There are many clinical signs that may indicate a horse has gastric ulceration. Clinical signs include, but are not limited to, poor performance, resentment of girthing/tacking up, picky with feed, poor condition, recurrent colic, behavioural changes (the list goes on). It is extremely important to recognise that these clinical signs are often vague and non-specific.


As such, the only way to make a definitive diagnosis is gastroscopy. Gastroscopy is a procedure where a thin flexible tube called an endoscope is passed, via the nose, down the oesophagus into the stomach allowing visualisation of the stomach lining. To assess the stomach lining horses must be starved for 10-12 hours prior to the procedure. This can often be concerning for clients. Reassuringly starving is usually performed overnight when horses naturally go through a period of fasting and is tolerated very well. The information gained using gastroscopy as a diagnostic tool hugely outweighs any stress caused by a short period of fasting. Gastroscopy is a relatively quick, minimally invasive procedure performed under standing sedation. Many clinics now have ambulatory gastroscopes and can perform the procedure on the client’s yard.

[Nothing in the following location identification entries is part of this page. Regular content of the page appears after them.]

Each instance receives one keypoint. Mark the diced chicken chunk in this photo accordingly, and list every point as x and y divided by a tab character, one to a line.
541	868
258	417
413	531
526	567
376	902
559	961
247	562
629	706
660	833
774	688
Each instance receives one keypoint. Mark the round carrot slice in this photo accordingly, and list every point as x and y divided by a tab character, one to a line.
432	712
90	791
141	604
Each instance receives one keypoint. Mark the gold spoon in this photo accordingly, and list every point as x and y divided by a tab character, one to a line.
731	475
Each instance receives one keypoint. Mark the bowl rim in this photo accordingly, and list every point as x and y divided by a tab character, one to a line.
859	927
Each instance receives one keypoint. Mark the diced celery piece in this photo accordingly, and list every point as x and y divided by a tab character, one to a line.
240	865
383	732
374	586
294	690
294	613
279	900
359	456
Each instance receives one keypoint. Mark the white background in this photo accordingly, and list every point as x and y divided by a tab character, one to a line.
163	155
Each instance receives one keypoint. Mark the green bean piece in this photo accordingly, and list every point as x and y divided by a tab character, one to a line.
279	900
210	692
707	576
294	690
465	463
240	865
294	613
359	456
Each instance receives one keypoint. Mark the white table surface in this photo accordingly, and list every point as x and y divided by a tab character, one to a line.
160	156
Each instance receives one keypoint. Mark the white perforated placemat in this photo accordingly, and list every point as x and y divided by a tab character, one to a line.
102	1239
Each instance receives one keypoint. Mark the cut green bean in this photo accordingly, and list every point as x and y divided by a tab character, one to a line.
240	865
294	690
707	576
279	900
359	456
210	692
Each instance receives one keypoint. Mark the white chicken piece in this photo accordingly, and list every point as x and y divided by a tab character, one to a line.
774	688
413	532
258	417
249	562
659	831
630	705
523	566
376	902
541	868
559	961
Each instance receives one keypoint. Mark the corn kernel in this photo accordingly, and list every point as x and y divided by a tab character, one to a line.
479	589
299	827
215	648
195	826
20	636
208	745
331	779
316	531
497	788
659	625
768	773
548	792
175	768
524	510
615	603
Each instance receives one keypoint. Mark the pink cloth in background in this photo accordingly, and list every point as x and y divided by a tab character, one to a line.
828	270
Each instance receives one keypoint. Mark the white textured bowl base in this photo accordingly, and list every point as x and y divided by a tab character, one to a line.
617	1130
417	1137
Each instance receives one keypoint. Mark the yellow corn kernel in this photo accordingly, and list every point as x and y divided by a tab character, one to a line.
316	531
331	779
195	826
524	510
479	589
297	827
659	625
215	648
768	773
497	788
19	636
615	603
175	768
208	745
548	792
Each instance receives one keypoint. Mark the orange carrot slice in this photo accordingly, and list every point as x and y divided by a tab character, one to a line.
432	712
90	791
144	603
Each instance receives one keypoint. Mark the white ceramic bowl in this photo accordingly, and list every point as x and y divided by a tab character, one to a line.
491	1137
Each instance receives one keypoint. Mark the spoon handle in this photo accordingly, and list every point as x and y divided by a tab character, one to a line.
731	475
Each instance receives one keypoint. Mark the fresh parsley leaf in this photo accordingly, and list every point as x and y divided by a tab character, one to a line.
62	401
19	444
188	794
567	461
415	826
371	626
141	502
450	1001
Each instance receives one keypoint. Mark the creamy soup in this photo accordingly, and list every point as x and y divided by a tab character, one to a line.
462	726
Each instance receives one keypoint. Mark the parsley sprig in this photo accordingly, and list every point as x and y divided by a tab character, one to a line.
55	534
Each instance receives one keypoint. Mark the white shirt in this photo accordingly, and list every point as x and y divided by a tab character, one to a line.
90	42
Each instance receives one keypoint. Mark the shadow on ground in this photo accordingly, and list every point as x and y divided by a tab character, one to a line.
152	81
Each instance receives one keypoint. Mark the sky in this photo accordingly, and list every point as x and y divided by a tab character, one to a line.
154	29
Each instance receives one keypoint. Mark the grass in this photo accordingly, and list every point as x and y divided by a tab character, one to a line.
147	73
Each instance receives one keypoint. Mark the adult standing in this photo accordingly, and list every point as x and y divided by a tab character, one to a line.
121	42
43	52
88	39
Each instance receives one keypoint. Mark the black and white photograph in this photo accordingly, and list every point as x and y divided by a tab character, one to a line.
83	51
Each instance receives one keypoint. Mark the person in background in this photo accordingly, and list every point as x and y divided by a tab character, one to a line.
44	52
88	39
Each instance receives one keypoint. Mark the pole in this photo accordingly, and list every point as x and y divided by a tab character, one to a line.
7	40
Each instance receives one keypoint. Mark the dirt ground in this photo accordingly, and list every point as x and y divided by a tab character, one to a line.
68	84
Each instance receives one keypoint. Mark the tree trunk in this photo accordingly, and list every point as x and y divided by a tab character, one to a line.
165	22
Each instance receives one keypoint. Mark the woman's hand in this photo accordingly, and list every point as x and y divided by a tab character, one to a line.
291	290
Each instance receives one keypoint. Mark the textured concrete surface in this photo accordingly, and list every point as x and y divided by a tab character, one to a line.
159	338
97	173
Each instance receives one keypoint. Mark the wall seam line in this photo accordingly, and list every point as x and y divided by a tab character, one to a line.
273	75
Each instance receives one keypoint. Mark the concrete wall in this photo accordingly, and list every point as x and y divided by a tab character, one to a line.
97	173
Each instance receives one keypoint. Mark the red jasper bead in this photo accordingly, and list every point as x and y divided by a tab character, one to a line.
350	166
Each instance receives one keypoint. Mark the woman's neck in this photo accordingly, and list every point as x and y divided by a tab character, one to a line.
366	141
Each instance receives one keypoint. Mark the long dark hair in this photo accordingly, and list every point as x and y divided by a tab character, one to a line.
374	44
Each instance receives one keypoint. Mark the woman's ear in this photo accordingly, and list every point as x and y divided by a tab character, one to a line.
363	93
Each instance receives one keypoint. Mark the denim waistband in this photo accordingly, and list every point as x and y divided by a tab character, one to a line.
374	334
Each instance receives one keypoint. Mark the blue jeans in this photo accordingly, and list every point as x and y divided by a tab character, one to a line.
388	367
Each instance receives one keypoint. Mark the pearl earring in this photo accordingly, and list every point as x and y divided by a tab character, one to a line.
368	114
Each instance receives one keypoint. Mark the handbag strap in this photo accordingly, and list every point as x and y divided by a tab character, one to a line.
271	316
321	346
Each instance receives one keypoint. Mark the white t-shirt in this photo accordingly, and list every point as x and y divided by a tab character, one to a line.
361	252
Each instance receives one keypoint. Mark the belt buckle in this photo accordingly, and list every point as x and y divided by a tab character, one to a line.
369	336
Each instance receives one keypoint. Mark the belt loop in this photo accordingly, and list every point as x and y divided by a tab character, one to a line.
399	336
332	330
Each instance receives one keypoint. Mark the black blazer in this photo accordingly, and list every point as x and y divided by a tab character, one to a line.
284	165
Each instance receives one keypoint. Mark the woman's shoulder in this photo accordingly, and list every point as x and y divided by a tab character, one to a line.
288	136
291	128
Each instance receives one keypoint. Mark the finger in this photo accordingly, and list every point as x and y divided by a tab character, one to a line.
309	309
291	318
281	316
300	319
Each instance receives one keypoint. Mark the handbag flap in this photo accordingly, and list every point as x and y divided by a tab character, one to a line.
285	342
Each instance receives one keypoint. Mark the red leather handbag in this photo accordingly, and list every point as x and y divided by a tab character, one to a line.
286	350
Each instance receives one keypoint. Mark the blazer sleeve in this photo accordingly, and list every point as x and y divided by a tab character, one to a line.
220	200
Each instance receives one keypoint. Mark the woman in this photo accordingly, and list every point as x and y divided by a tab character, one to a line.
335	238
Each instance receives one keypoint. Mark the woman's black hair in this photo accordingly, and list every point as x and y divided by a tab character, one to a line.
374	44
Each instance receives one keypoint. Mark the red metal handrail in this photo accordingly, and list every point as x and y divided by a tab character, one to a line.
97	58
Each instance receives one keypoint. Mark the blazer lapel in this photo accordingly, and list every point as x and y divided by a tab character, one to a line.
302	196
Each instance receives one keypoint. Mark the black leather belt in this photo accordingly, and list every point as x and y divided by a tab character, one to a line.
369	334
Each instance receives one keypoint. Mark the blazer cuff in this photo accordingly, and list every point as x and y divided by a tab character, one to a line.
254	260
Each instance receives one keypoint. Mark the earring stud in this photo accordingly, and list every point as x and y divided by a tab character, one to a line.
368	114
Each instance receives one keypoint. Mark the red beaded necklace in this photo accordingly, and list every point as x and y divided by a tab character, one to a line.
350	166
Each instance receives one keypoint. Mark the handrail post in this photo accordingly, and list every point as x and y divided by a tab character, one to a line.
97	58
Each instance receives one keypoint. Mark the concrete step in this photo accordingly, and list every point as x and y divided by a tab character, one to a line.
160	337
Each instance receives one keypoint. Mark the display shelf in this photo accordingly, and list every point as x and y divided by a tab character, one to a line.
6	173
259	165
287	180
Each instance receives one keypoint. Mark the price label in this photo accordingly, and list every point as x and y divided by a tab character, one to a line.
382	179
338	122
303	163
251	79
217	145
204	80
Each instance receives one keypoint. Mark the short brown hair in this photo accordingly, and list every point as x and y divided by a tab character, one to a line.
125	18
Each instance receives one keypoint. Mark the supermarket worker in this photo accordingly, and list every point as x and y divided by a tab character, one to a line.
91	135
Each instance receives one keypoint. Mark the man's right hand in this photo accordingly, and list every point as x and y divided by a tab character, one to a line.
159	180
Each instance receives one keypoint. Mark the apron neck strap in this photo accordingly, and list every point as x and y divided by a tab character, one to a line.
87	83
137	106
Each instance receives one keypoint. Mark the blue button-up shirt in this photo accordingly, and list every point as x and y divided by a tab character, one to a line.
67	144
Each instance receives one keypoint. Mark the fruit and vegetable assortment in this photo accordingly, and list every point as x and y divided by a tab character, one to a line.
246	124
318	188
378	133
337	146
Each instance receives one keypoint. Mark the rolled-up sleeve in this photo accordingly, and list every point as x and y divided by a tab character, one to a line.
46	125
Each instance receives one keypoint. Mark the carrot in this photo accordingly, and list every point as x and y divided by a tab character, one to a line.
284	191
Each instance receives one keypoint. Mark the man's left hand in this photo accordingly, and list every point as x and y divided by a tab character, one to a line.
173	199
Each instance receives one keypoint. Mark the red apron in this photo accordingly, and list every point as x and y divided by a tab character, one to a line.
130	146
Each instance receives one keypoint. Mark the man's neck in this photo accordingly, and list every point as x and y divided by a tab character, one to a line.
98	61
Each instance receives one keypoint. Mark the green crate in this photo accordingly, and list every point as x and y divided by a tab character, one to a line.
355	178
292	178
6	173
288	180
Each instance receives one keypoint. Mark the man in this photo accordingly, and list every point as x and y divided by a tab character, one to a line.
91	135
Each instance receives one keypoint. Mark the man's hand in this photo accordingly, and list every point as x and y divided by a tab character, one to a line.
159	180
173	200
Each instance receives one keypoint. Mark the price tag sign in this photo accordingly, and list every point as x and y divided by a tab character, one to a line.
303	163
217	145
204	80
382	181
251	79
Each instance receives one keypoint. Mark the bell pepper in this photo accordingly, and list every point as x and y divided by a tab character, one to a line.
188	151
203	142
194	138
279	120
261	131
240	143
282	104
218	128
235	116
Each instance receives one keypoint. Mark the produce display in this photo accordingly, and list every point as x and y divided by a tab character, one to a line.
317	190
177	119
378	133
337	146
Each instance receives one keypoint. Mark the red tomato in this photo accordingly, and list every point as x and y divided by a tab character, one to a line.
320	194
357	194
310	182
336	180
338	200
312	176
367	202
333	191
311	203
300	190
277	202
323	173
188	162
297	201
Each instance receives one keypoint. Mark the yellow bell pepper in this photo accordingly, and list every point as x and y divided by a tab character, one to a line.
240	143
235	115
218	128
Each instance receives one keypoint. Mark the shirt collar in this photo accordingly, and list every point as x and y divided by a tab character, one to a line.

There are two types of gastric ulceration, glandular and non-glandular which are diagnosed based on their location within the stomach. Grading of ulceration is usually associated with non-glandular ulceration whilst severity of glandular ulceration is described based on appearance.

The old-fashioned approach of “trial and treat” is not only expensive, but limited, as treatment options are specific to type and severity of lesions diagnosed using gastroscopy.